Just like half of the teenage drivers out there, I learned how to drive in a Civic, and I still often times drive my Civic (2007 Sedan). Now many car enthusiasts out there will go and say it is Rice or that it isn’t a proper car with front wheel drive and a four banger etc...and to that I acknowledge the latter. However, there is one fact that can not and will not be denied given my experience; the Civic is a great car to learn how to drive in.

The Civic I learned in has proper hydraulic auxiliary units such as steering, braking, and handbrakes. I acquired a feel for the road and now whenever I drive a car with electronic luxuries, I feel blind. Not to bash out the electronic auxiliary units in modern cars, but I simply prefer to feel the road, as do most drivers. Luckily for me, I got a feel from the start. The steering is actually quite precise and registers the slight changes in the road. The brakes are rather mushy but actually provide a response unlike electronic brake pedals. My favorite is the hydraulic handbrake which actually locks up the back tires stock going into a turn at 45mph. Not to brag or anything, but the stock Civic does some amazingly great handbrake turns. Now in terms of the extremely responsive transmission...I love it. It loves to rev up really high up to 7,000 rpm and neutral slamming it (even though not suggested) is such a joy. Not to mention, the towing gears 1, 2, and d3 were basically my sequential transmission for doing canyon runs in Malibu. They also make great fun for learning how to rev match while downshifting and engine braking.

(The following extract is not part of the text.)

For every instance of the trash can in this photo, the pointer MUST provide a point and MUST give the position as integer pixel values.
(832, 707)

The car itself as a whole also gave me a valuable learning experience. Given the front wheel drive nature of the car and it’s rather measly grip, I learned how to trail brake in the canyons within 30 minutes of my first official canyon carving adventure. It was a do or die kind of thing where if I didn’t adapt and trail brake, I would have died at those speeds along the lines of falling off a cliff. Also, the rather lofty suspension taught me to never make jerky movements in which I could upset the car’s delicate weight balance. Even accelerating quickly led to problems such as as going up a hill; the wheels would just spin upfront, squealing and embarrassing me. With the wheelspin combined with my teenage euphoric addictions, I quickly developed a quick reflexes in order to respond to the car jerking off in random directions (I blame the open diff). Lastly, the brakes, which are shitty to be frank, were the best lesson ever taught to me. LET THE BRAKES COOL and use them only when you need to (engine braking helps). Doing canyon carving runs a few times a week, my brakes often heated up and faded to the point of where I could smell them at a stop sign as I rolled by unable to stop, until I remembered the handbrake.

Ultimately, I love my first car. It gave me a feel of what driving should be like, responsive and agile. I acquired driving skills from trail braking to transferring weight, and most importantly, I gained a respect for the art of driving.